Adjusted for baseline age, examination year, and survey response pattern.

b

Adjusted for above plus physically inactive (yes or no), current smoking (yes or no), alcohol intake (≥5 drinks/wk, yes or no), resting systolic and diastolic blood pressure (mm Hg), hypercholesterolemia (yes or no), family history of hypertension (present or not), and family history of CVD (present or not).

c

Waist circumference: n = 3,193 (294 hypertension).

d

Percent body fat : n = 4,732 (502 hypertension).

DISCUSSION

Principle findings

In this large prospective study of women, we found that a higher BMI was positively associated with a greater risk of incident HTN. After adjusting for multiple confounders, including CRF, this association remained across all BMI categories, even within the “normal” BMI range. Women in the highest fifth of BMI (>24.7 kg/m2) had a more than twofold higher risk of developing HTN when compared with women in the lowest fifth (18.5–20.0 kg/m2). Similar patterns of association were observed between BMI and HTN when we restricted our analyses to those who were not current smokers and to those with >2 years of follow-up. The positive pattern of association was present in younger women (<55 years) and also in low, moderate, and high CRF categories, but not in older women (≥55 years). The latter finding is likely because of the small number of HTN outcomes in some BMI groups (for example, there were only 15 and 16 HTN outcomes in the first and second fifths of BMI, respectively). Our exploratory findings in the subgroup (Table 3) of women indicated that BMI, percent body fat, and FM, but not WC and FFM, were significantly associated with incident HTN. However, when BMI, WC, and percent body fat are grouped according to the National Institutes of Health obesity guidelines, high-risk value of all the three adiposity measurements shows a significant predictor of HTN risk.

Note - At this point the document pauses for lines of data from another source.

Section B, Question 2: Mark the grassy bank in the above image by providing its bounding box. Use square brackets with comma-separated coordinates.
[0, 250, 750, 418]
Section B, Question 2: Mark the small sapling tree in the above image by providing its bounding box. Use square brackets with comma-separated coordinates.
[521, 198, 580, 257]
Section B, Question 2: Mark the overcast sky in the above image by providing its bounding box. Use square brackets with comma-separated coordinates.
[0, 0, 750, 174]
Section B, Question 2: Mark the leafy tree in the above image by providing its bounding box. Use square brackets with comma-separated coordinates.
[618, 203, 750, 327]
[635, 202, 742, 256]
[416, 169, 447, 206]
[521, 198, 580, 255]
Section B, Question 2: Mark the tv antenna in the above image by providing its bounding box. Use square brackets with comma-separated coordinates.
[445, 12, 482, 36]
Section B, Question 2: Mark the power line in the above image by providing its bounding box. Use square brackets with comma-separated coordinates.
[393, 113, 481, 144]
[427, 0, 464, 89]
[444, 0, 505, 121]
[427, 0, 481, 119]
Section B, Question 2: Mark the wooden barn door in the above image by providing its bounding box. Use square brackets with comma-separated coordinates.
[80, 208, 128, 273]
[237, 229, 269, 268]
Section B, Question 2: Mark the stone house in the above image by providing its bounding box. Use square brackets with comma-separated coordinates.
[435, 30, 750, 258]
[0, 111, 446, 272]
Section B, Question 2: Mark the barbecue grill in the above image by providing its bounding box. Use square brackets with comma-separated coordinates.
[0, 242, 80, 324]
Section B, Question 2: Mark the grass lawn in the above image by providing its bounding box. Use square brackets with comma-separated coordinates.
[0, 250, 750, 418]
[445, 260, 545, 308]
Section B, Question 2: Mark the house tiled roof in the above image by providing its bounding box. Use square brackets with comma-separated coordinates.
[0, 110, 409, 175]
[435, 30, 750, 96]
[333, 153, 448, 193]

Comparison with previous reports

Previous studies have found that weight gain or being overweight or obese are independent risk factors for the development of HTN.6 Weight reduction is beneficial for both primary prevention and treatment of HTN.7 Data collected from previous longitudinal studies3-7 confirmed the adverse effects of a higher BMI on greater risk of developing HTN. However, data on women are limited.3-6 Jousilahti et al.4 found that among normotensive female subjects at baseline, BMI-associated risk for new anti-hypertensive drug treatment was 1.11/kg/m2 (P < 0.0001).4 Another prospective cohort study by Huang et al.5 reported that higher BMI was strongly associated with greater risk for HTN and each unit of BMI (per kg/m2) was associated with a 12% higher risk of incident HTN. In a study of 9,139 Finnish women who were 25–64 years old, 813 women who developed HTN had a higher BMI and were more often obese or overweight compared with those who remained normotensive.6 This study had some characteristics that differentiate it from these previous studies: all the women free of HTN and other forms of CVD at baseline, the effect of fitness on the association between BMI and HTN, and various objective measures of BMI and other adiposity markers. We believe this is the first study of BMI and HTN in women that meets all of these criteria.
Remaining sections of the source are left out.